The prince’s melancholy, already known before 1594, grew deeper. A secret and therefore reliable political document draws an eloquent portrait of Gesualdo in 1600: ‘he has an income of more than 40,000 ducats-worth of grain. His ancestors were very French [i.e. anti-Spanish] in outlook, but he is opposed to innovation, attends to money-making and does not delight in anything but music. He keeps a company of men-at-arms’. There are also reports on the ill-treatment of his wife, and of divorce proceedings begun by the Este family.

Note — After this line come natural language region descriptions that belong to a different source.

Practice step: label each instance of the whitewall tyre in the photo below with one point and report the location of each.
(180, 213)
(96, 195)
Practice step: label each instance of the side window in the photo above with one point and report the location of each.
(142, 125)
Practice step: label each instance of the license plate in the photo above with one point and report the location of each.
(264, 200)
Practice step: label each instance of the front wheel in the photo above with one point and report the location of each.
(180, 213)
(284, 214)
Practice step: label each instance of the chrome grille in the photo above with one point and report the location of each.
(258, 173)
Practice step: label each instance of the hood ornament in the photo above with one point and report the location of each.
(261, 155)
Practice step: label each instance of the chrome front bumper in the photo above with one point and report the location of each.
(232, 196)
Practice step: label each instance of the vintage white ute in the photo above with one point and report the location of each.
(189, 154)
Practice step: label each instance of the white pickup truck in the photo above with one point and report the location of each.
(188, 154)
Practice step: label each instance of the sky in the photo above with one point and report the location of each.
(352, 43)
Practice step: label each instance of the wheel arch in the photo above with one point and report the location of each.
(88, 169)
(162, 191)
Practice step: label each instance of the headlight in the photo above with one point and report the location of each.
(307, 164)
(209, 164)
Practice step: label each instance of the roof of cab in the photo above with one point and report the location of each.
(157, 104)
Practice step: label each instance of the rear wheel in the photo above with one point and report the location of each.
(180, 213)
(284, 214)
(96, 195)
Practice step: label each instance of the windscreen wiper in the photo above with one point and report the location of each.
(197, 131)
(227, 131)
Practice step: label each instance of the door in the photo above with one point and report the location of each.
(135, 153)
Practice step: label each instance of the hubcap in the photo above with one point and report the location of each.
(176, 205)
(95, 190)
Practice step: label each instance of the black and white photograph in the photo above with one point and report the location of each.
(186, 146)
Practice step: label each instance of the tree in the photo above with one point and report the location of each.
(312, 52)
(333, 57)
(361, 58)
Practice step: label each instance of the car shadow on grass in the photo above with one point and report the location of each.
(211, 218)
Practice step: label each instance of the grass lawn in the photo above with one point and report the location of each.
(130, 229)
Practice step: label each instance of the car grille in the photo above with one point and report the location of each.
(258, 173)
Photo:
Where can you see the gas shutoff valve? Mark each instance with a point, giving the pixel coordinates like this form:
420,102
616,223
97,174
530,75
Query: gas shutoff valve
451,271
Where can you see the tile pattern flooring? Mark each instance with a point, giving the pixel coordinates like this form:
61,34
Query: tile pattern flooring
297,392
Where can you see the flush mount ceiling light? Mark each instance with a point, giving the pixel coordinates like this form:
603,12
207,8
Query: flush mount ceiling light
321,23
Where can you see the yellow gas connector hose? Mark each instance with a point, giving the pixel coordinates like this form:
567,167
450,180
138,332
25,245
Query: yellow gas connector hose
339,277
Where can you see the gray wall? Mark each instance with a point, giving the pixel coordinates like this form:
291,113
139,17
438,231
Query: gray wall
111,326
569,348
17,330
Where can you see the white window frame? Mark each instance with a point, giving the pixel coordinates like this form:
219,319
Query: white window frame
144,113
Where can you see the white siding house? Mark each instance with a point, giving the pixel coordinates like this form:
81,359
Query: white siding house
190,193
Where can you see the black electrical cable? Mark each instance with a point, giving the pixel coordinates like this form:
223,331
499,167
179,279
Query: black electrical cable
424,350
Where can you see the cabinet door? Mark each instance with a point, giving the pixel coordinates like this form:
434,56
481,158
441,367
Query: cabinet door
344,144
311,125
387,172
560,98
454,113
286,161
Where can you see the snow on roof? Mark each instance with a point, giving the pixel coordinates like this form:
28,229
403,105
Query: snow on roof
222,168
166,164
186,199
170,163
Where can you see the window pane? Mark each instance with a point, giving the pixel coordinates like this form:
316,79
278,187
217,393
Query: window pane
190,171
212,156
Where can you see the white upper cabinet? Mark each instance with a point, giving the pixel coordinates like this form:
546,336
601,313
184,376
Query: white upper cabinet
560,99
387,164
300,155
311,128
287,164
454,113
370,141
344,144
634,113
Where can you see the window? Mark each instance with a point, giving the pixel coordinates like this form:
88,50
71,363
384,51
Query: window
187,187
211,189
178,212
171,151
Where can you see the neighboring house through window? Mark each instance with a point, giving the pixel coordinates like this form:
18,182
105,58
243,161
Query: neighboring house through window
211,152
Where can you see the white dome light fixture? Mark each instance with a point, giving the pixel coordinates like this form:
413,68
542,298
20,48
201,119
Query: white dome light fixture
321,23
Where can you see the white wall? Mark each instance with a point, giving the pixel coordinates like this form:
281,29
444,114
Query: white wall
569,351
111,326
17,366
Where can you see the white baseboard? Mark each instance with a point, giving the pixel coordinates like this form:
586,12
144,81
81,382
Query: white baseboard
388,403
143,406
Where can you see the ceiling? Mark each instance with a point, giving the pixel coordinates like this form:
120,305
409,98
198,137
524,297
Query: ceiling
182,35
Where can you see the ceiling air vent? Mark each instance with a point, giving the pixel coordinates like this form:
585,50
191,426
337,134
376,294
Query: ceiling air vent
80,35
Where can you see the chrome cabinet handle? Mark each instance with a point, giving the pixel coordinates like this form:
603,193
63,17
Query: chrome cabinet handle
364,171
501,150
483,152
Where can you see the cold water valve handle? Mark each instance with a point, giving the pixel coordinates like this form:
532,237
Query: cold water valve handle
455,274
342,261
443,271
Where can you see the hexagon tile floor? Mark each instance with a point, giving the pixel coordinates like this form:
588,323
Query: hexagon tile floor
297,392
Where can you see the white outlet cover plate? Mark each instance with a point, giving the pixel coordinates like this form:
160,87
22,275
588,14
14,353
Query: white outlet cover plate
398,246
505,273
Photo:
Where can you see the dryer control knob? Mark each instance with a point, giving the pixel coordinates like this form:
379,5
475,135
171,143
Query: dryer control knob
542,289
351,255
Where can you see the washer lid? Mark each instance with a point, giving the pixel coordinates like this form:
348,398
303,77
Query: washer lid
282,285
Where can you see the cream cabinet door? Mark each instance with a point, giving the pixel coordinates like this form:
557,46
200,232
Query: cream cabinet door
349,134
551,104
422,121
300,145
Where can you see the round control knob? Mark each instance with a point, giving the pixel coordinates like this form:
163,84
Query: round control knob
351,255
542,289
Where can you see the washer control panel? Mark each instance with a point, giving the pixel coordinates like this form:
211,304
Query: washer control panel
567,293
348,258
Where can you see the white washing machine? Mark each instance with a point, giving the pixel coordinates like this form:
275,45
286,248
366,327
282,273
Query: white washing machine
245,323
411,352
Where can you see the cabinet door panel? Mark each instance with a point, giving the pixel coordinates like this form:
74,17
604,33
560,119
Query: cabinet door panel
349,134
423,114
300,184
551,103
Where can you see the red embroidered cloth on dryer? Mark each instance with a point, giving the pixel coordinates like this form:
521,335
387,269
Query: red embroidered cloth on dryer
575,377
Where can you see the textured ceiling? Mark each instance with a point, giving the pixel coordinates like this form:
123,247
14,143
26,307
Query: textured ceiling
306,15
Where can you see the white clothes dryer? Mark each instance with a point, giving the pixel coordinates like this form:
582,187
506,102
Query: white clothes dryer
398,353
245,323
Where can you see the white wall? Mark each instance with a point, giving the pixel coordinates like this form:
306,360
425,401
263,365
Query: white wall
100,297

Leonora frequently complained of the boredom she suffered on the estate, where in fact she did not arrive until the end of 1597, after the inevitable transfer of the duchy of Ferrara to the papacy; even then she spent long periods at Modena with her brother Duke Cesare, thus provoking urgent messages from Gesualdo, who disapproved of her absences. A letter written in September 1609 confirms that, contrary to the general state of the Neapolitan nobility, the prince’s financial position was good, and that he was willing to purchase the domain of Castellammare di Stabia from the Farnese family, so that Leonora, who disliked the climate at Gesualdo, could enjoy more salubrious air. The letter also illustrates the prince’s social intolerance; he proposed that Leonora should spend the winter at one of his villas in the outskirts of Naples, where he would not be able to join her, because his own ill-health would not allow him to attend the vice-regal court. The prince’s psychopathic deterioration during his last years is amply documented; and Gesualdo’s morbid, bigoted veneration for his uncle, Carlo Borromeo, canonized in 1610, as seen in his obstinate correspondence with Cardinal Federico Borromeo to obtain relics and a portrait (see illustration and Piccardi), completes the clinical picture of the prince’s melancholy. After the death in October 1600 of Alfonsino, his son by Leonora, he commissioned the famous altarpiece in the church of the Capuchins at Gesualdo; beneath a sacra conversazione, it depicts Carlo Borromeo, Leonora, Gesualdo himself and the purified soul of their dead son. Gesualdo’s preoccupation with the extinction of his line proved justified: his death came three weeks after that of his only surviving child, Emanuele, his son by his first marriage, who had been entrusted with the entire management of the family estates.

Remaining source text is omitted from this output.